At the very least, TikTok suggested, the government should have considered, but did not, alternatives that would place fewer restrictions on speech—for example, requiring TikTok to include a “conspicuous” warning of the government’s belief that China could coerce TikTok to manipulate the information that users receive.

Like TikTok, the TikTok users challenging the ban argued that the most stringent constitutional test, known as strict scrutiny, should apply to the ban. The law, they said, “is a direct and severe restraint on speech” because it “targets TikTok” but does not apply to other sites that host other kinds of content, such as product or travel reviews.

The First Amendment analysis is not changed just because ByteDance could sell TikTok, they maintained. Because a sale is “impossible on the timeframe contemplated by the Act,” they say, it effectively constitutes a ban on TikTok. But even if ByteDance could sell TikTok, they continued, the change in ownership would still “inevitably lead to different publishing and editorial policies” for TikTok users in the United States, so that their experiences and expression would be different – just as X (formerly known as Twitter) has changed since Elon Musk purchased it in 2022.

Nor can the government rely on argument that the law was intended to prevent the Chinese government from using TikTok’s data about its U.S. users for “nefarious purposes,” they added. The law primarily targets content, they write, and in any event it is “woefully underinclusive from any data-security standpoint; it makes no sense to single out TikTok while excluding e-commerce and review platforms that raise the same concern.”

The Biden administration framed the question before the court as whether the requirement that ByteDance sell TikTok violates the First Amendment. Congress, Prelogar wrote, responded to the “grave national security threats” that TikTok poses by placing limits on who can control TikTok, rather than imposing restrictions on speech itself. But if ByteDance sells TikTok, Prelogar stressed, TikTok can continue business as usual in the United States.

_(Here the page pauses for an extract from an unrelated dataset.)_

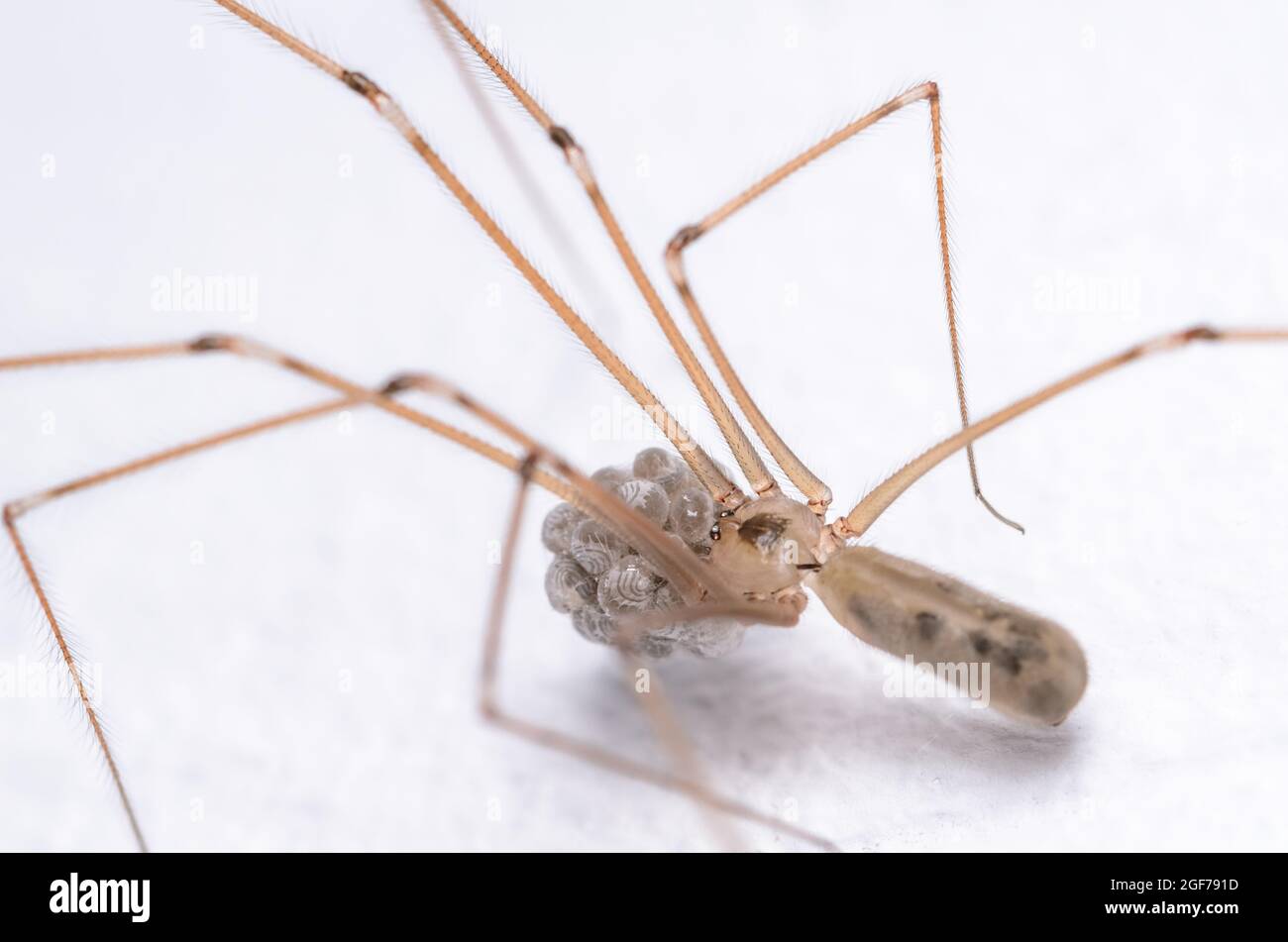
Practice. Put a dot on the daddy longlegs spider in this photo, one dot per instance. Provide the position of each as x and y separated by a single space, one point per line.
764 546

Prelogar insisted that the ban does not implicate any First Amendment rights at all. ByteDance, she observed, is a foreign company that operates overseas, TikTok does not have a First Amendment right to be controlled by a foreign adversary, and TikTok’s users do not have a right to post their content “on a platform controlled by a foreign adversary.”

Prelogar also pushed back against TikTok’s suggestion that the government could have addressed concerns about potential manipulation of the content on the platform by requiring TikTok to include a disclosure. “By definition,” she told the justices, ‘disclosure is not an effective remedy for covert influence operations.”

Although he currently opposes a TikTok ban, during his first term Trump signed an executive order, later overturned that would have effectively banned the platform in the United States. The brief that he filed on Friday, however, indicated that he did not support either the challengers nor the Biden administration.
Represented by D. John Sauer, whom Trump intends to nominate to serve as solicitor general, Trump told the justices that he “alone possesses the consummate dealmaking expertise, the electoral mandate, and the political will to negotiate a solution to save the platform while addressing the national security concerns expressed by the Government.”

In addition to Trump, 20 other “friend of the court” briefs were submitted on Friday, by groups ranging from members of Congress and legal scholars to human rights groups working on behalf of (among others) Uyghurs in China and political prisoners in Hong Kong. The human rights groups described TikTok as a “well-positioned Trojan Horse. Not only is it a convenient tool for covertly controlling the information environment within the United States at the direction of a foreign adversary,” they cautioned, “but it also is a great weapon to find, silence, and detain dissidents abroad.”

Each side will file reply briefs by 5 p.m. on Jan. 3, with two hours of oral arguments to follow on Jan. 10.